The next 12 months will be a testing one for fintechs and established financial institutions as they co-ordinate two new regulations.
Two regulations in particular will keep the City’s legions of compliance officers busy in 2018: The Second Payment Services Directive (PSD2) and the General Data Protection Regulation (GDPR). Both have been a long time coming, are likely to be adopted around the same time and have the potential to clash terribly making an extra digital dilemma for firms.
Under PSD2 Third Party Providers can access customers’ digital footprint in terms of their payment account data. Crucially this will be direct access, as long as firms have explicit consent from the customer. GDPR meanwhile applies to all organisations processing the data created by citizens of the European Union, emphasising the responsibility of firms to protect customers’ personal data and privacy.
Put another way PSD2 will require institutions to open up their data archives and give access to personal information related to customer accounts to third parties but GDPR forbids sharing information with third parties.
Confused?

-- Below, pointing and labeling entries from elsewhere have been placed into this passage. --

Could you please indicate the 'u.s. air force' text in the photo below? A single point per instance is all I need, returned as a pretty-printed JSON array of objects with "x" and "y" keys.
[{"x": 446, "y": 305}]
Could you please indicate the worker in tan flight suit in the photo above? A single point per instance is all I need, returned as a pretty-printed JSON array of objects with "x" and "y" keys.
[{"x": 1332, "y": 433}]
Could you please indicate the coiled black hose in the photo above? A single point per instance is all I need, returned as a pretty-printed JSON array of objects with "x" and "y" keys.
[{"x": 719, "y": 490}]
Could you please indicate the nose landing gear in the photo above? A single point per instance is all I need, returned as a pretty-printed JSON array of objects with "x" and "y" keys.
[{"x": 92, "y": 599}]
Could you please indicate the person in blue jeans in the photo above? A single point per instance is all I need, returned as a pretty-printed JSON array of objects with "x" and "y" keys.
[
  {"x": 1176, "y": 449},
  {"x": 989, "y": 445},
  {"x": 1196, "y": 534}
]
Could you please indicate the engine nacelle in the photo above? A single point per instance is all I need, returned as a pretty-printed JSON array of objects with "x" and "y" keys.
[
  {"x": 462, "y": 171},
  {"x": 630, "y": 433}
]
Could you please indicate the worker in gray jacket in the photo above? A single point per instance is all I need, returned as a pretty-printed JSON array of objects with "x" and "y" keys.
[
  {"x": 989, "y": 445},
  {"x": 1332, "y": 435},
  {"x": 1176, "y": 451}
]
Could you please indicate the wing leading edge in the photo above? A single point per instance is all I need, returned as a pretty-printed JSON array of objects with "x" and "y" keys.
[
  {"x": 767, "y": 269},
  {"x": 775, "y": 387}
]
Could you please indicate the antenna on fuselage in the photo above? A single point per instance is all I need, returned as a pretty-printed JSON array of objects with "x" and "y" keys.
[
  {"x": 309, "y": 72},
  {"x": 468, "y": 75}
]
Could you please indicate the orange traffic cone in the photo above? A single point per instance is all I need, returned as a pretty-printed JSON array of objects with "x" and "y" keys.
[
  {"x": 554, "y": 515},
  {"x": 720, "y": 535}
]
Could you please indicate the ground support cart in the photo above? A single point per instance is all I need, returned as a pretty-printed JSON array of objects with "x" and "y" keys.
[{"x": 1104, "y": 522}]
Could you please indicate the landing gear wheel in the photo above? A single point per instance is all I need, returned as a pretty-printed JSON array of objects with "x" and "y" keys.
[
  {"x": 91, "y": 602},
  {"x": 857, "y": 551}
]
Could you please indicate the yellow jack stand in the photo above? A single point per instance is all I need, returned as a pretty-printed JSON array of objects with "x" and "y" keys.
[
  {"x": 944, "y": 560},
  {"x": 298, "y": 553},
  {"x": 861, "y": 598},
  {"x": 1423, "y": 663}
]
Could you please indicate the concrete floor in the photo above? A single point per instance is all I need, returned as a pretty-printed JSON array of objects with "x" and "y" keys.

You are no doubt the only one but it is worth remembering that laws can quite often interact with each other, however, there is little guidance from the EU as to how the two regulations should co-exist. Not only this but the two regulations also come at the same time as the Open Banking launch likely prompts another wave of disruption to banking services.
Both GDPR and PSD2 are no doubt built on the same honourable principle: individuals own their data. When the idea becomes a reality, however, things get more complicated and could threaten the benefits of PSD2.
Deloitte’s regulatory team in the UK have issued warnings to this effect saying further guidance is needed. This is particularly so in determining what constitutes “sensitive payment data” and who is responsible for obtaining consent.
“This lack of clarity on what constitutes sensitive payment data creates challenges for interpretation and implementation and increases the risk of non-compliance. Without further guidance banks may need to take a very risk-averse approach and redact all data that could possibly fall into the sensitive data category in order to avoid breaching rules around data protection, both under PSD2 and GDPR,” Deloitte said in blog post earlier in 2017.
There is no reason GDPR and PSD2 cannot live in perfect harmony but the devil is in the detail and the potential ramifications are also enormous. Firms in breach of regulations are liable to huge fines. While PSD2 does not mention specific penalties, GDPR has a maximum €20m or 4 per cent of global turnover for companies.
For alternative finance platforms getting the correct balance is challenging owing to their smaller staffs and less established balance sheets. As PSD2 mandates unfettered access to reams of data using APIs, those with existing strict standards of how they manage such information will be at an advantage while those in growth mode will require urgent action.